Westwood College and the University of Phoenix say they will stop paying their recruiters based on how many students they enroll, and Kaplan Inc. has suspended recruitment at two campuses while it investigates how to tighten procedures.
Those three were among several for-profits accused during a hearing by the Senate Health, Education, Labor and Pensions Committee last week of unethical recruiting, high-pressure sales tactics, lying and possible fraud. The testimony, based on an investigation by the U.S. General Accountability Office, included allegations of lying to applicants about the colleges’ accreditation, helping prospects answer questions on admissions tests and coaching them about hiding financial assets when applying for federal aid.
Westwood announced on Monday that it will convert to fixed salaries for all recruiters by Aug. 21, which presumably would reduce incentives for recruiters to engage in unethical practices in order to enroll more students.

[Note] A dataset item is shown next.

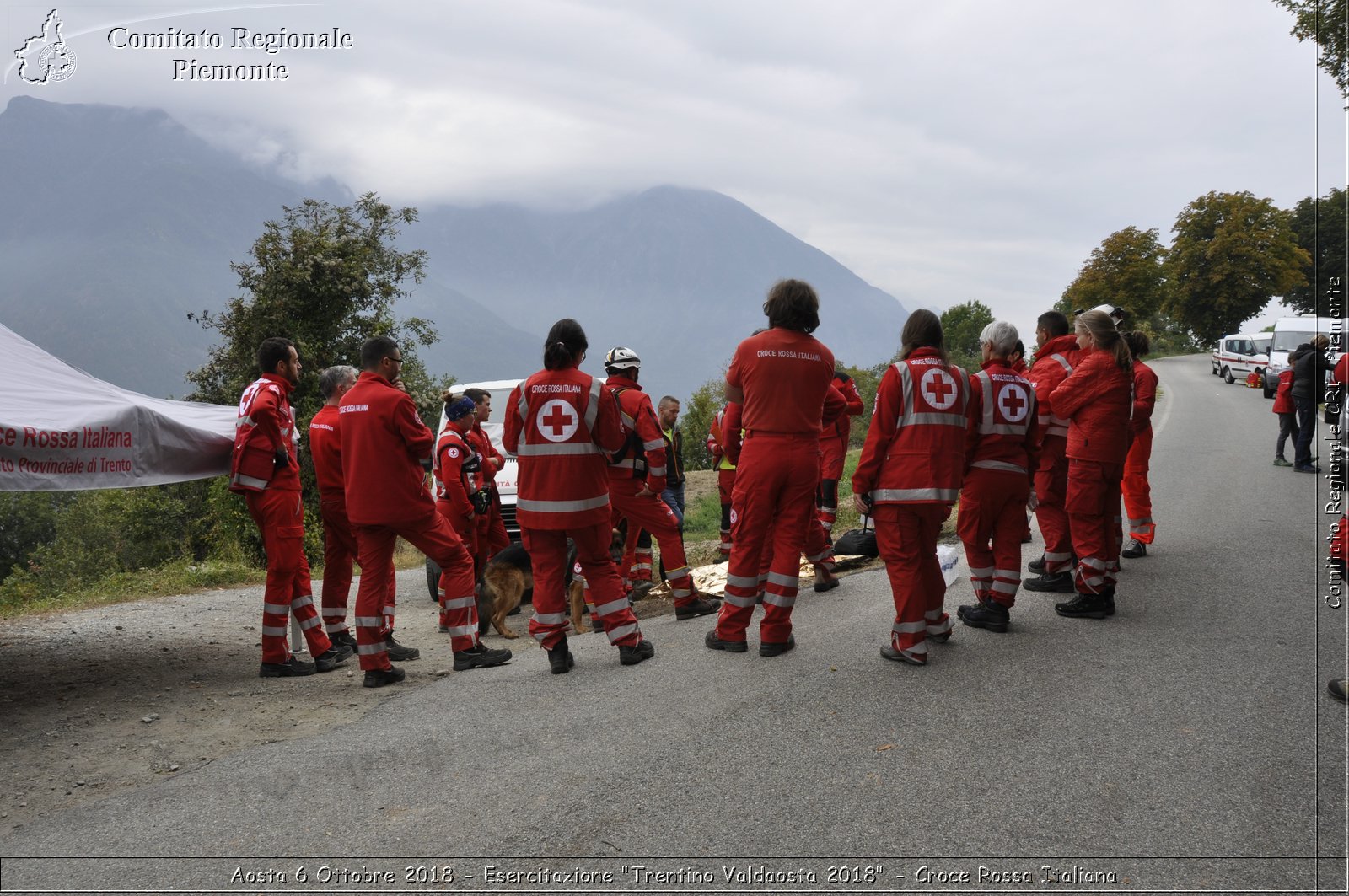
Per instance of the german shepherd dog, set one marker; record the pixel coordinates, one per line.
(510, 574)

The college also said it is investigating “the admissions and financial aid processes at all campuses,” raising its admission requirements, preparing a new admissions presentation and implementing “independent third-party verification programs so that new students will confirm they have both received and understood the information provided through the admissions and financial aid processes.”
Westwood, operated by the Denver-based Alta College, reports 15,000 students attending its 17 campuses around the country or its on-line programs.
Late last week, Kaplan – which reports serving 119,000 students online and at 75 campus-based schools – suspended enrollment at its campuses in Pembroke Pines, Fla., and Riverside, Calif., which were cited in the Senate hearing. Kaplan said in a prepared statement that it is investigating the recruiting and enrollment practices there and will “ensure that such incidents are not repeated anywhere” in its system.
Kaplan, which provides a variety of educational products, is the revenue leader for its owner, the Washington Post Co. The Post released an earnings report last week which said that rules proposed by the U.S. Education Department to further regulate such for-profit colleges “could adversely affect, among other things, Kaplan’s ability to retain admissions and financial aid advisors” and could “have a material adverse effect on Kaplan’s operating results.”
Also late last week, the University of Phoenix said it is investigating the allegations and reiterated several previously announced changes, including elimination of “admission targets as a component of compensation.”
The University of Phoenix, owned by the Apollo Group, reports about 475,000 students through its campus-based and online programs.
In addition, the Career College Association called the GAO findings “deeply troubling” and announced several steps to help its 1,800 organizational members “assure full compliance with regulations and accreditation requirements in all areas.” Those include expanding the association’s compliance training and convening a ongoing summit “to assess the state of practice in recruitment, admissions, financial advising and other critical compliance areas.”